QHR Technologies Inc.
TSX VENTURE : QHR

QHR Technologies Inc.

December 08, 2009 13:56 ET

QHR Announces Acquisition of 100% of the Class A Common Voting Shares of Clinicare Corporation

KELOWNA, BRITISH COLUMBIA--(Marketwire - Dec. 8, 2009) - QHR Technologies Inc. ("QHR" or the "Company") (TSX VENTURE:QHR) announced today that the Company has completed the acquisition (the "Acquisition") of 100% of the Class A common voting shares and approximately 19.5% of the Class B common non-voting shares of Clinicare Corporation ("Clinicare"). Following the Acquisition, QHR owns approximately 79% of the total issued and outstanding shares of Clinicare. In connection with the Acquisition, QHR has commenced a subsequent offer to acquire the remainder of the Class B non-voting common shares under similar terms and conditions until February 28, 2010.

The acquisition of Clinicare, which is effective November 30, 2009, together with QHR's Electronic Medical Records ("EMR") division has created one of Canada's leading EMR providers to the healthcare market. Moving forward, it is anticipated that QHR's EMR division, Optimed Software Corporation ("Optimed"), will support over 3,000 physicians across Canada in almost every province for its products, with over 2,000 physicians utilizing EMR. QHR believes more Canadian physicians will be using Optimed's EMR than any other EMR solution and these physician clients have the most extensive EMR database of patient information in Canada.
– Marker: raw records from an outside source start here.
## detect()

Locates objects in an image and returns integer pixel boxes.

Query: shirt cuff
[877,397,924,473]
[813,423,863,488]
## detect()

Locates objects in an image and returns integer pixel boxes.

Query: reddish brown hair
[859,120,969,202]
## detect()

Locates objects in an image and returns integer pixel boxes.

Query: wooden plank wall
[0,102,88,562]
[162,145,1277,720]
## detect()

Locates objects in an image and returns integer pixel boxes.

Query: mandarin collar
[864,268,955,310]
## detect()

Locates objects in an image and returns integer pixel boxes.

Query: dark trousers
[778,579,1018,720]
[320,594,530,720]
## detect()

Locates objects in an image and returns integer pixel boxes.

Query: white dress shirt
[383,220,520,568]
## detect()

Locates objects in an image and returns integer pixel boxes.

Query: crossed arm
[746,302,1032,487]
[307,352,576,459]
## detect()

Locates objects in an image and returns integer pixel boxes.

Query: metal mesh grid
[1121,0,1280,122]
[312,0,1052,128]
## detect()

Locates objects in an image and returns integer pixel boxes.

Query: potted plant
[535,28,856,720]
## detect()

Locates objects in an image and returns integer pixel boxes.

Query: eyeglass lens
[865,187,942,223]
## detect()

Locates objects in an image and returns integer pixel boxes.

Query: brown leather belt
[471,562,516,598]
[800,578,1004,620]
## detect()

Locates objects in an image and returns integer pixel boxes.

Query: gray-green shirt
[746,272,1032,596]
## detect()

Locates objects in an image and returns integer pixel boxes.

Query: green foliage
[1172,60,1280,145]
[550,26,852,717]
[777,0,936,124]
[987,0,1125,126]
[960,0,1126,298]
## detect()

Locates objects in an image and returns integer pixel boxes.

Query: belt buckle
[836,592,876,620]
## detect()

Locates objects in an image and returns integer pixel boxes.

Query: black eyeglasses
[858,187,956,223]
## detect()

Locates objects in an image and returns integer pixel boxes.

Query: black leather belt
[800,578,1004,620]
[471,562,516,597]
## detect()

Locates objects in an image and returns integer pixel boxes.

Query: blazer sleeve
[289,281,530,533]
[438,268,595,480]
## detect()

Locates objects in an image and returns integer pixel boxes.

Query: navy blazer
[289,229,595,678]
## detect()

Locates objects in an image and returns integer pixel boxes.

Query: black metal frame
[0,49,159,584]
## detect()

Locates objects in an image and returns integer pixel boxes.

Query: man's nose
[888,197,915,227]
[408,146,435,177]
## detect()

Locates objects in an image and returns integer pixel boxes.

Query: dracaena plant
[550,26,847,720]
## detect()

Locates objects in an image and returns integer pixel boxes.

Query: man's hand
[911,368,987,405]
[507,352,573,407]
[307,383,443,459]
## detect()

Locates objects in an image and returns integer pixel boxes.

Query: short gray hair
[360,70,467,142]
In announcing the completion of the Acquisition, Mr. Hildebrandt, Chief Executive Officer of QHR, said, "This is a very exciting day for our shareholders, customers and employees. The combined organization will be stronger in the areas of product development, customer support, and sales & marketing and the synergies will enable Optimed to better serve current customers and grow the business in the future."

It is expected that the acquisition will add approximately $3,250,000 of annual recurring revenue in 2010, resulting in combined EMR division recurring revenue of over $6,000,000, and QHR's consolidated recurring revenue in excess of $10,000,000 for 2010.

The acquisition price for 100% of all issued and outstanding shares of Clinicare is $5,000,000, with working capital and other adjustments. The initial payment to the former Clinicare shareholders is scheduled for 30 days after closing, with final payments due within 60 days after closing. The former Clinicare shareholders have the option to receive cash or common shares of QHR, at a deemed price $0.65 per share, for their shares of Clinicare.

To partially fund the Acquisition and QHR's ongoing business expansion, as previously disclosed, QHR has secured an initial $1,000,000 from the Southern Interior Development Initiative Trust (SIDIT) thru a 4 year, debt agreement at 14% interest. Additional funding to complete the acquisition is expected to come from on-going operations.

About QHR

QHR operates two business units in two distinct markets:

The Electronic Medical Records ("EMR") division offers a suite of medical software modules that provides computer-based medical records for physicians, medical specialists and surgeons, as well as an electronic patient record that is a key component of the move throughout Canada to provide electronic health records for all Canadians. The EMR division provides on-site and off-site hosting capabilities.

The Enterprise Management Software ("EMS") division specializes in workforce management software and consists of integrated payroll, employee self service, staff scheduling and human resource software; and in customized financial management software built on the Microsoft Dynamics GP platform. These products are targeted at complex healthcare and social services environments.

On behalf of the Board of Directors

Al Hildebrandt, President and CEO

Legal Notice Regarding Forward Looking Statements

This news release may contain "forward looking statements" within the meaning of applicable Canadian securities legislation. Forward-looking statements are indicated expectations or intentions, which can be identified by the use of words such as "anticipated" and "expected". Forward-looking statements included in this news release include that it is anticipated that the EMR division will support over 3,000 physicians across Canada, it is expected that the acquisition will add approximately $3,250,000 of annual recurring revenue in 2010 resulting in combined EMR division recurring revenue of over $6,000,000, and QHR's consolidated recurring revenue in excess of $10,000,000 for 2010. Factors which may result in changes include that our competitors may provide more competitive products or that the needs of our customers change and the expected demand does not materialize. Results from operations in any given period are not necessarily indicative of results to be expected in future periods. These statements are subject to risks that may cause the actual results to be materially different in future periods from those expressed or implied by such forward looking statements. The forward looking statements are based on assumptions that current plans for the EMR and EMS division can be realized. It is not our policy to update forward looking statements. This news release shall not constitute an offer to sell, or the solicitation of an offer to buy, any securities in any jurisdiction.

Further risk information on the Company is available at www.sedar.com.

The TSX Venture Exchange has not reviewed and does not accept responsibility for the adequacy or accuracy of this release.